Attached is a patch which moves the messages to ProcSleep(). To do this I had
to move the semaphore signal to unconditionally be signalled whenever
CheckDeadLock() is called regardless of whether it finds a hard deadlock. I'm
not 100% sure that's correct but afaik we only use semaphores to signal state
changes and deal with spurious semaphore firings everywhere.

Incidentally in looking at this I found that the "early deadlock detection"
never seems to fire. Reading the source it seems it ought to be firing
whenever we have a simple two-process deadlock. But instead I only get the
timeout-based detection.


--
  Gregory Stark
  EnterpriseDB          http://www.enterprisedb.com

Attachment

Re: [HACKERS] 'Waiting on lock'

From
Gregory Stark
Date:
"Gregory Stark" <stark@enterprisedb.com> writes:

> Incidentally in looking at this I found that the "early deadlock detection"
> never seems to fire. Reading the source it seems it ought to be firing
> whenever we have a simple two-process deadlock. But instead I only get the
> timeout-based detection.

Ok, I understand now that early deadlock detection only kicks in when doing
something like LOCK TABLE and even then only if you're deadlocking because
you're upgrading a lock. So this works as intended though it's much less
useful than I thought.

--
  Gregory Stark
  EnterpriseDB          http://www.enterprisedb.com


Re: [HACKERS] 'Waiting on lock'

From
Tom Lane
Date:
Gregory Stark <stark@enterprisedb.com> writes:
> Ok, I understand now that early deadlock detection only kicks in when doing
> something like LOCK TABLE and even then only if you're deadlocking because
> you're upgrading a lock. So this works as intended though it's much less
> useful than I thought.

Yeah, that path is not really intended as an optimization, it's just the
simplest way to clean up correctly at that point, per the comment.  The
part of the whole business that actually *is* useful is where we decide
we should grant ourselves the lock immediately --- if we eliminated that
whole loop and just always queued at the end of the list, we'd still get
the lock, but not till after the deadlock check delay had elapsed.
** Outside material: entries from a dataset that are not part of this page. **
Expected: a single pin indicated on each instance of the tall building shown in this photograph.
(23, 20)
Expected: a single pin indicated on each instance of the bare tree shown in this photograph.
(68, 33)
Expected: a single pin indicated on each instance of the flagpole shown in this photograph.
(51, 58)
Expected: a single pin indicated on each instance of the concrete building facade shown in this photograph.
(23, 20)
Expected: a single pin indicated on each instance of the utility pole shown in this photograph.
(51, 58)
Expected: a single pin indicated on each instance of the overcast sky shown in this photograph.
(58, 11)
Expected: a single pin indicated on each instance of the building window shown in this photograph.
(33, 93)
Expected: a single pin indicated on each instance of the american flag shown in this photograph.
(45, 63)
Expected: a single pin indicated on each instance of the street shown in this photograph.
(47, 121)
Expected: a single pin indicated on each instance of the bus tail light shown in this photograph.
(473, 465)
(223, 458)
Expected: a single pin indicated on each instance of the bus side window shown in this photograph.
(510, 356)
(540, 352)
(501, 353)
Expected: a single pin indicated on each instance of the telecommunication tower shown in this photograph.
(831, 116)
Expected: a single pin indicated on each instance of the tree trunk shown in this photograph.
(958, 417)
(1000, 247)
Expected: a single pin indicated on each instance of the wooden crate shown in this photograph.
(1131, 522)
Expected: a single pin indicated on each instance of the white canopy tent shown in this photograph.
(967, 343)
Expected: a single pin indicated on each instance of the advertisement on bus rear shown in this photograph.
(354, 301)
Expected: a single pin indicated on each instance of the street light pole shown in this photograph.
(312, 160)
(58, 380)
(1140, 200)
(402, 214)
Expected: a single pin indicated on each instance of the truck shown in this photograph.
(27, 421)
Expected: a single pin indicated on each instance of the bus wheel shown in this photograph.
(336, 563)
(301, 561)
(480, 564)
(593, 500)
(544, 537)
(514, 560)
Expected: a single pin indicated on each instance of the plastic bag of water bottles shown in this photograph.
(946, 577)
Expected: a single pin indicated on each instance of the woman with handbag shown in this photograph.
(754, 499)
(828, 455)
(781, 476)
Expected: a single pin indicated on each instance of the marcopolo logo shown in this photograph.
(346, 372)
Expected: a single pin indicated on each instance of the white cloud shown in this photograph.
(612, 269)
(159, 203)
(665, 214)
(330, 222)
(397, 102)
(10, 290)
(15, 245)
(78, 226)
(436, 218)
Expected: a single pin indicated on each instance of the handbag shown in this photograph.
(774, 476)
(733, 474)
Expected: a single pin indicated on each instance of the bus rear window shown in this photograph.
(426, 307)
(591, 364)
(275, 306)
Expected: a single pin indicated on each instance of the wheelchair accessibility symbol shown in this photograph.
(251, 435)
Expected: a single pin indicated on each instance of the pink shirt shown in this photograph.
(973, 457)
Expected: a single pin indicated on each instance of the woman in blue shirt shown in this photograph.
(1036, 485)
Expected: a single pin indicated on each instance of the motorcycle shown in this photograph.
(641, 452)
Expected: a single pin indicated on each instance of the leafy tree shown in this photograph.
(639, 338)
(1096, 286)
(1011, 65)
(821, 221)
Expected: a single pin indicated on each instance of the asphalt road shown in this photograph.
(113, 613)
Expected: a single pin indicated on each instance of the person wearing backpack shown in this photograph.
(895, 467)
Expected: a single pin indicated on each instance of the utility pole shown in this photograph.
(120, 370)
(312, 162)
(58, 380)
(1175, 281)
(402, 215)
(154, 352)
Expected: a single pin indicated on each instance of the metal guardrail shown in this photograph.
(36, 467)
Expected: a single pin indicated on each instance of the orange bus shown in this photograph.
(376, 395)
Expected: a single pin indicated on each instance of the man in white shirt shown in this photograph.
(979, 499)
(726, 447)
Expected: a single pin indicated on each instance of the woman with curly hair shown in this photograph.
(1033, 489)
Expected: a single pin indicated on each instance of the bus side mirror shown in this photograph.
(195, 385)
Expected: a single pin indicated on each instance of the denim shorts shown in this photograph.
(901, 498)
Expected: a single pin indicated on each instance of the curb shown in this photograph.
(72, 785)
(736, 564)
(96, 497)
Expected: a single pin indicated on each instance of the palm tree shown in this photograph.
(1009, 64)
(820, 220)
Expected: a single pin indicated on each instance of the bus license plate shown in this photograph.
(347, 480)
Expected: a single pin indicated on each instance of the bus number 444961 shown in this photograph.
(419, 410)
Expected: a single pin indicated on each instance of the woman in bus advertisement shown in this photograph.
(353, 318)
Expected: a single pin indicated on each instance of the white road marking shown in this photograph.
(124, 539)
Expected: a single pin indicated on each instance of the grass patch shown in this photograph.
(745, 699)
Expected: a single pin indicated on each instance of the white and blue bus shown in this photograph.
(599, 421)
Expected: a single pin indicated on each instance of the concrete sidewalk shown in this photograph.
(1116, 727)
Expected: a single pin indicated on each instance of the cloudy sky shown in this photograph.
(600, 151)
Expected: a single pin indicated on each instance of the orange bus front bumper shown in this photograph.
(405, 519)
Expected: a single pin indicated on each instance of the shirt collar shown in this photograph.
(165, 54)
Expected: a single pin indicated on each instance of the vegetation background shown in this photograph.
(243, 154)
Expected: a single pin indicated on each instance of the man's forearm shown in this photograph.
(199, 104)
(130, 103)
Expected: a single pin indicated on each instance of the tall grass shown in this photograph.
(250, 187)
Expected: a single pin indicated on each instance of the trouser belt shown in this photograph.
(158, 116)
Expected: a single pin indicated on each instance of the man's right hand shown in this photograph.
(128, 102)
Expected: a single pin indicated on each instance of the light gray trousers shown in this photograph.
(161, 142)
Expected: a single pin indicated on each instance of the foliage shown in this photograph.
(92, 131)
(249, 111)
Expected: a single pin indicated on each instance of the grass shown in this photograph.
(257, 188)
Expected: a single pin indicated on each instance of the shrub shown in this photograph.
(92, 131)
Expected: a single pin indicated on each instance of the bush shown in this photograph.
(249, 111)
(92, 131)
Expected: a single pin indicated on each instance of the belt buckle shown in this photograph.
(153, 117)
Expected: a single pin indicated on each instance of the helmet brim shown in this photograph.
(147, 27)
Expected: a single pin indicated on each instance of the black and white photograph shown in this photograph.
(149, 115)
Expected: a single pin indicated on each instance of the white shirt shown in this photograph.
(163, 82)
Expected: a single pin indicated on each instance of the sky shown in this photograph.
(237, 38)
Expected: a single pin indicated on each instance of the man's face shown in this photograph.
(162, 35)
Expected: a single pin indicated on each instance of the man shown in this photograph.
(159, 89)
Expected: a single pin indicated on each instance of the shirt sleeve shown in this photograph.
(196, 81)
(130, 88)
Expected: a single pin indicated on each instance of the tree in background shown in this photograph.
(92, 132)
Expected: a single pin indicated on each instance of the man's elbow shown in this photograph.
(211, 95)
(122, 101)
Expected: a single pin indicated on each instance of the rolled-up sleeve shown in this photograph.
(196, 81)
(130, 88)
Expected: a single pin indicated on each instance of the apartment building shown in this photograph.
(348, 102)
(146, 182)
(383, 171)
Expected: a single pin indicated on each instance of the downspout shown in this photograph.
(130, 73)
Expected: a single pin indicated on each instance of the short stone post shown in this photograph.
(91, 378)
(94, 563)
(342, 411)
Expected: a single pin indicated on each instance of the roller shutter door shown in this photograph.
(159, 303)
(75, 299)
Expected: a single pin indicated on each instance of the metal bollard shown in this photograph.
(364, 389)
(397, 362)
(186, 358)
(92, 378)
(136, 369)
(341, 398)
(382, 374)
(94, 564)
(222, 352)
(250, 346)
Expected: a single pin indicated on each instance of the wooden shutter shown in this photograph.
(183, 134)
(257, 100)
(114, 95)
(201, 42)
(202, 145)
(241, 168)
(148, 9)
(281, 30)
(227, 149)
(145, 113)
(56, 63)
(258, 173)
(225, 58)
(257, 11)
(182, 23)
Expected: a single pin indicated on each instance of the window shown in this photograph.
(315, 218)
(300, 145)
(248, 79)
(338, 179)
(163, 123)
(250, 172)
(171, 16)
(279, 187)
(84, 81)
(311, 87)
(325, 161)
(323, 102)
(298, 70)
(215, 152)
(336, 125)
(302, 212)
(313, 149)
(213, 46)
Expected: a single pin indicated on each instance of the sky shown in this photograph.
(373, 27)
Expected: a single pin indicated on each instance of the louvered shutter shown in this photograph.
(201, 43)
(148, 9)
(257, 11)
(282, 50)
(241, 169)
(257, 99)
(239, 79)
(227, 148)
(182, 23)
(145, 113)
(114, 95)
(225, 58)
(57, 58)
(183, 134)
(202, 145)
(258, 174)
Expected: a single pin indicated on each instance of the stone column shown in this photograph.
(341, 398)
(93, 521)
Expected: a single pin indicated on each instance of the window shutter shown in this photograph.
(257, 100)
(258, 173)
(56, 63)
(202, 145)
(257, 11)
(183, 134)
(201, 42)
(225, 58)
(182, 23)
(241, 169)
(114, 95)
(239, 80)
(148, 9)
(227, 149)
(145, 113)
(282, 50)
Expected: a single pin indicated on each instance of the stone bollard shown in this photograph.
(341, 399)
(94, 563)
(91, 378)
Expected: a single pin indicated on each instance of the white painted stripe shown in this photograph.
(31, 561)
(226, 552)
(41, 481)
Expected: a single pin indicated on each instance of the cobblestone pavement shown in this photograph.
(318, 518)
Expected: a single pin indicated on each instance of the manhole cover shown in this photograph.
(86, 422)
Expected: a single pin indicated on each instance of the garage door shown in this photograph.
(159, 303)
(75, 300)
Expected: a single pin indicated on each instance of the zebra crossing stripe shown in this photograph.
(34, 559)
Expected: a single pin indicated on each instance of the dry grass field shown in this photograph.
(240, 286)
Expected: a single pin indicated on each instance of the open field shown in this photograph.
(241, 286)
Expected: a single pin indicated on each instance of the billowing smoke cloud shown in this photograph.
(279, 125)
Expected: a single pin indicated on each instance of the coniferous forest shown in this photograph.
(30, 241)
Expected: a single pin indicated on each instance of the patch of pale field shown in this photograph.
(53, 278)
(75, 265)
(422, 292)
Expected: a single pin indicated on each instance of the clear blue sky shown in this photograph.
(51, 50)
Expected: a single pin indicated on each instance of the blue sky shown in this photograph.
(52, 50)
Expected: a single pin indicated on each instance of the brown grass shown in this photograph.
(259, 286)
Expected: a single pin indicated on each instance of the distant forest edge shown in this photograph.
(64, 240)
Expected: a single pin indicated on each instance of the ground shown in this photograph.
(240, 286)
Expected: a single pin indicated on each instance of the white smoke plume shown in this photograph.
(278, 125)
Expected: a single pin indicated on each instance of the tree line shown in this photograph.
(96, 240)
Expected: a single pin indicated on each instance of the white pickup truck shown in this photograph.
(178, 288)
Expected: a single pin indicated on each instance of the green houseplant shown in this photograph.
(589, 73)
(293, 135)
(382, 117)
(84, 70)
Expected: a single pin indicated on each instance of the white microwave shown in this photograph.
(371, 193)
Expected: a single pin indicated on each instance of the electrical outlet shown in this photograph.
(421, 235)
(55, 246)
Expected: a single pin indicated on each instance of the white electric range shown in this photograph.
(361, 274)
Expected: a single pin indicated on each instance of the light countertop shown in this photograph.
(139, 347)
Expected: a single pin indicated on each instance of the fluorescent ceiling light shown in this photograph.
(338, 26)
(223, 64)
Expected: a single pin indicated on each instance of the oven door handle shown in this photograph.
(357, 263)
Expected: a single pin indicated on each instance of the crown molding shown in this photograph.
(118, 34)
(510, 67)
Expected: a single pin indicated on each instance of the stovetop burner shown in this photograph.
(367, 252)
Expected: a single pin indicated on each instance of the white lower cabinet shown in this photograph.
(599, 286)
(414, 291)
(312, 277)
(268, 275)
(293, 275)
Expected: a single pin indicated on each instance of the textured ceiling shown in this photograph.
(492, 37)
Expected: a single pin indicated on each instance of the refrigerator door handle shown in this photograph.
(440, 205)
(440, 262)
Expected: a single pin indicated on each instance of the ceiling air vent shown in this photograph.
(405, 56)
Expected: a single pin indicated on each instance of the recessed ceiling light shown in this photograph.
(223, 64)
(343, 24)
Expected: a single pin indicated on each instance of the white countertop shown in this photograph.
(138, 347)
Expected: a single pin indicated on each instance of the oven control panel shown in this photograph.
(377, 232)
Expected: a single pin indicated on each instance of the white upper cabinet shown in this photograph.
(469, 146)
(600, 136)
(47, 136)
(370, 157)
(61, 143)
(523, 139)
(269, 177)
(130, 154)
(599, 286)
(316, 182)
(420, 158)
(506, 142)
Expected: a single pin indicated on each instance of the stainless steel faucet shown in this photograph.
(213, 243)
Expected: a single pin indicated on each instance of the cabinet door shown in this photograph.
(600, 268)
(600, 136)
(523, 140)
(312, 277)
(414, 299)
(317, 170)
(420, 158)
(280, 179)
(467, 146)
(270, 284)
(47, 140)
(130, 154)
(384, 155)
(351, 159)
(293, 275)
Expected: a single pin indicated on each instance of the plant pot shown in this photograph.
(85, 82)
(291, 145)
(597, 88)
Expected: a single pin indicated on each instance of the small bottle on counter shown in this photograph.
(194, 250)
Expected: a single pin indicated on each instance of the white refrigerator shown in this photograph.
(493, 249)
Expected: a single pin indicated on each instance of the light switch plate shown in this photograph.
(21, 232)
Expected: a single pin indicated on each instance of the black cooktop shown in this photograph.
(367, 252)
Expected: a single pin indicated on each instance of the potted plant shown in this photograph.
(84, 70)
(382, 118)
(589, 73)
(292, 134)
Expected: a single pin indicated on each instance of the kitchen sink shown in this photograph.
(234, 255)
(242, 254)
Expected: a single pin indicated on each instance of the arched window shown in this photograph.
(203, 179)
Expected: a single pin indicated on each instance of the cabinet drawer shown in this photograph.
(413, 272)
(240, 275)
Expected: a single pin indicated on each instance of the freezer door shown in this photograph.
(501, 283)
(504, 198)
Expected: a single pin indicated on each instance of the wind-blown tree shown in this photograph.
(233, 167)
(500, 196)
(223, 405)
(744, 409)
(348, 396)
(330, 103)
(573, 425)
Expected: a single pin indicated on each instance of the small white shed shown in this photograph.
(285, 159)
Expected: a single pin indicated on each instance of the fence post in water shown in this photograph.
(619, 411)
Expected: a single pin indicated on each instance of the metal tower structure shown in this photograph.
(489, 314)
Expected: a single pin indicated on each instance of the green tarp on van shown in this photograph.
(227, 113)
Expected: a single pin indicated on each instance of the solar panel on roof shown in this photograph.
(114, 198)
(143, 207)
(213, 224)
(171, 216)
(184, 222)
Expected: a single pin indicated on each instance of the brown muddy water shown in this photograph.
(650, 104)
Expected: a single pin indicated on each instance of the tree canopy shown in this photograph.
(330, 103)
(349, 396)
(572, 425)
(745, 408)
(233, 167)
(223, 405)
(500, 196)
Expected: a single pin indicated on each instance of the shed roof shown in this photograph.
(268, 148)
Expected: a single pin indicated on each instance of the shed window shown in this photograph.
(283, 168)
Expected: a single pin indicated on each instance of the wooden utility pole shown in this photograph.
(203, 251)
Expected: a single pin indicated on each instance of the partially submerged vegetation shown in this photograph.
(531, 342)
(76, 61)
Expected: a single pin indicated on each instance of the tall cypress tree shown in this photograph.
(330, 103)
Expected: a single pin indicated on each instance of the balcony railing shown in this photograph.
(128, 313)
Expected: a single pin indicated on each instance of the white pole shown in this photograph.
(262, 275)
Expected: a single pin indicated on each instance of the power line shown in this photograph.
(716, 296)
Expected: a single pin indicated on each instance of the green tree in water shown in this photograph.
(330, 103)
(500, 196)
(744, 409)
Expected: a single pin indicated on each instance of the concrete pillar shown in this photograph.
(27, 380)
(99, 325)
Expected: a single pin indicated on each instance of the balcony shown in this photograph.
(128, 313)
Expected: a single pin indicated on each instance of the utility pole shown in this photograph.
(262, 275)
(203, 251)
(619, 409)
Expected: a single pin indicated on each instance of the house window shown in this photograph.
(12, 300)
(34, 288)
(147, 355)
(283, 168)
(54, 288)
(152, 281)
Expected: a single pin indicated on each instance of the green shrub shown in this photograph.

            regards, tom lane

Re: [HACKERS] 'Waiting on lock'

From
Tom Lane
Date:
Gregory Stark <stark@enterprisedb.com> writes:
> Attached is a patch which moves the messages to ProcSleep(). To do this I had
> to move the semaphore signal to unconditionally be signalled whenever
> CheckDeadLock() is called regardless of whether it finds a hard deadlock. I'm
> not 100% sure that's correct but afaik we only use semaphores to signal state
> changes and deal with spurious semaphore firings everywhere.

It's a bit itchy-seeming, but I think what you are actually doing is
going over to a regime where every wait on the semaphore checks and
re-waits if it didn't get the condition it wants.  Before, I think we
did that for every use of the semaphore except this one (which is an
outgrowth of the fact that originally this was indeed the only use of
the sema, and the others got shoehorned in over time).

I'll check it over.

            regards, tom lane

Re: [HACKERS] 'Waiting on lock'

From
Tom Lane
Date:
Gregory Stark <stark@enterprisedb.com> writes:
> Attached is a patch which moves the messages to ProcSleep().

BTW, with the messages moved out of the ISR it would be safe to make it
identify the specific lock being waited on (in the same terms used in
the existing deadlock messages).  Is there a reason not to do that?
I suppose it would eat a few more cycles ...

            regards, tom lane

Re: [HACKERS] 'Waiting on lock'

From
Tom Lane
Date:
Gregory Stark <stark@enterprisedb.com> writes:
> * Tom Lane (tgl@sss.pgh.pa.us) wrote:
>> In fact, I am scandalized to see that someone has inserted a boatload
>> of elog calls into CheckDeadLock since 8.2 --- that seems entirely
>> unsafe.  [ checks revision history... ]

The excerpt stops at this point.